FIGURE 2:

FGF1-induced cleavage requires FGFR3 activation. (A–H) Arrow, cleaved FR3; asterisk, nonspecific band. (A) Pulse-chase analysis of T-Rex 293 cell lines stably expressing wt, ca, or kdFR3-GFP in growth media, immunoprecipitated for GFP epitope. (B–D) Western blots of wtFR3-expressing T-Rex 293 cells, cultured in DMEM/FBS(–) media in the presence or absence of FGF1 and probed for C-terminal V5 epitope, unless stated otherwise. (B) Serum-starved cells activated with FGF1 for the times indicated. Bottom, longer exposure to show that kd receptor is not cleaved. (C) Cells treated 8 h with or without tet/FGF1, ± PD173074 (PD), or SU5402 as indicated. v, vehicle (dimethyl sulfoxide [DMSO]). (D) Cells cultured 8 h in the presence or absence of inhibitor as indicated. BFA, 6 μg/ml brefeldin A; TG, 1 mg/ml thapsigarin; Tun, 1 μg/ml tunicamycin; v, DMSO. Top, 1/10 WCL, probed for GFP. Bottom, IP GFP, IB phosphotyrosine (pY20). wtFR3, left; caFR3, right. (E) Western blot of Cos7 cells stably expressing wtFR3-GFP cultured 5 h at 37°C (left) or 23°C (right), probed for GFP. (F) Western blot of Cos7 cells stably expressing wt or caFR3-GFP cultured under growth conditions, immunoprecipitated for GFP and probed for phosphotyrosine (pY20, left). WCL 1/10 probed for GFP (right). (G) Serum-starved wtFR3-GFP expressing T-Rex 293 cells, activated 5 min with the growth factors indicated. Equal micrograms of lysate were immunoprecipitated for GFP and probed for phosphotyrosine (pY20).
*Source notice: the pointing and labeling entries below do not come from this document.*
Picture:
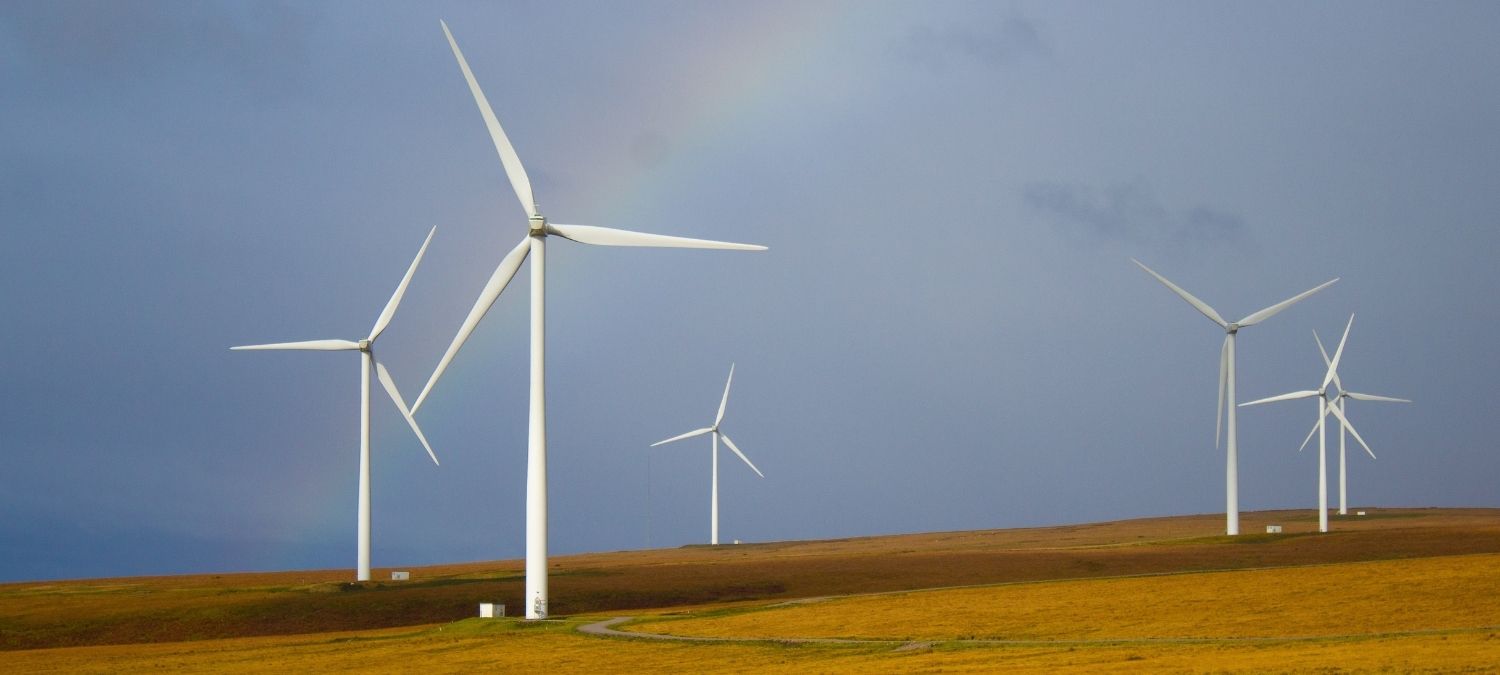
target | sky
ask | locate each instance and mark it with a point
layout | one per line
(945, 333)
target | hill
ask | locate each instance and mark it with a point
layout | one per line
(218, 606)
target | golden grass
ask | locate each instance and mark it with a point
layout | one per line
(314, 621)
(1428, 594)
(506, 648)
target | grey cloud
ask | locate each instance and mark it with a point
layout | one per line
(261, 44)
(998, 42)
(1130, 212)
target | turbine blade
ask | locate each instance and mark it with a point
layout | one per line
(740, 453)
(1350, 428)
(1332, 366)
(696, 432)
(1326, 360)
(1286, 303)
(1308, 438)
(1286, 396)
(401, 290)
(1218, 411)
(626, 237)
(507, 153)
(725, 401)
(1187, 296)
(314, 345)
(486, 299)
(1359, 396)
(401, 405)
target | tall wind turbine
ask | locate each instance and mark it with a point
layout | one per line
(1322, 413)
(534, 243)
(366, 360)
(1226, 387)
(1343, 428)
(713, 510)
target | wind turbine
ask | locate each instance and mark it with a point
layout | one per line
(534, 243)
(1322, 413)
(1343, 426)
(366, 360)
(1227, 383)
(713, 531)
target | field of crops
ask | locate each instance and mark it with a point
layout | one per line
(1403, 590)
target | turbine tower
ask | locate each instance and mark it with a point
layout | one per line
(534, 243)
(1226, 387)
(1340, 402)
(713, 509)
(1322, 413)
(366, 360)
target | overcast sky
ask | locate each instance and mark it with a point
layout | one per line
(945, 333)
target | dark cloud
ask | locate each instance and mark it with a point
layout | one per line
(1130, 212)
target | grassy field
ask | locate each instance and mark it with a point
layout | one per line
(1400, 590)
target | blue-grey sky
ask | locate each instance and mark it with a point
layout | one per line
(945, 332)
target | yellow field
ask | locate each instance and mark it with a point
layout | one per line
(1355, 599)
(507, 648)
(1412, 591)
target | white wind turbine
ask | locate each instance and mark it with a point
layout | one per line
(366, 360)
(1227, 383)
(534, 243)
(713, 512)
(1343, 428)
(1323, 410)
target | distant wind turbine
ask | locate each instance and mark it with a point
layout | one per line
(1322, 413)
(534, 243)
(366, 360)
(1343, 428)
(713, 512)
(1227, 383)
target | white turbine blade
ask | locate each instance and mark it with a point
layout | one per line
(1332, 366)
(1286, 303)
(1326, 360)
(401, 290)
(1308, 438)
(725, 401)
(1218, 413)
(1359, 396)
(626, 237)
(401, 405)
(486, 299)
(507, 153)
(1350, 428)
(314, 345)
(1286, 396)
(698, 432)
(1187, 296)
(740, 453)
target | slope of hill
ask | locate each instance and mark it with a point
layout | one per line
(215, 606)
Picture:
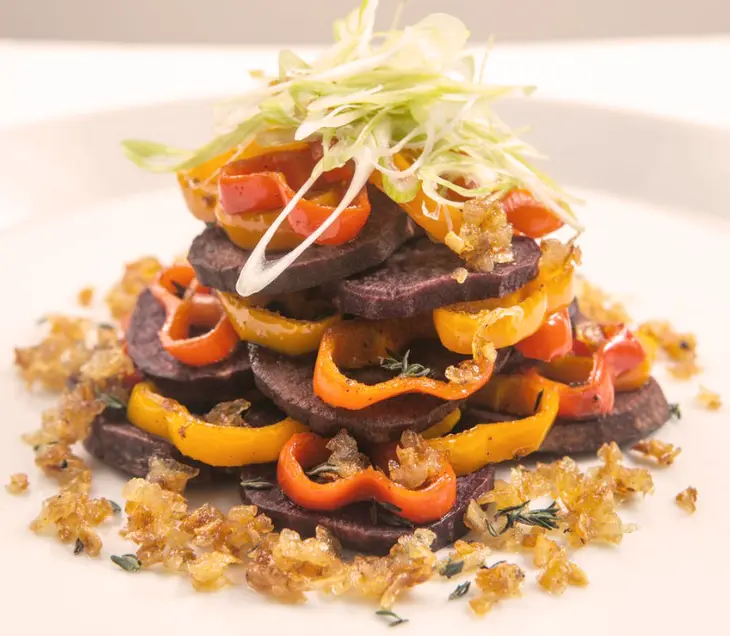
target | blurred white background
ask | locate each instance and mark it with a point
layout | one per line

WCL 1/10 was probed for GFP (bottom, IB GFP). (H) T-Rex 293 cells expressing wtFR3 were tet induced for 8 h in DMEM/FBS(−) media containing the FGF species indicated. Western blot of lysates probed with V5 antibodies. Bottom, longer exposure to show relative amounts of cleaved FR3.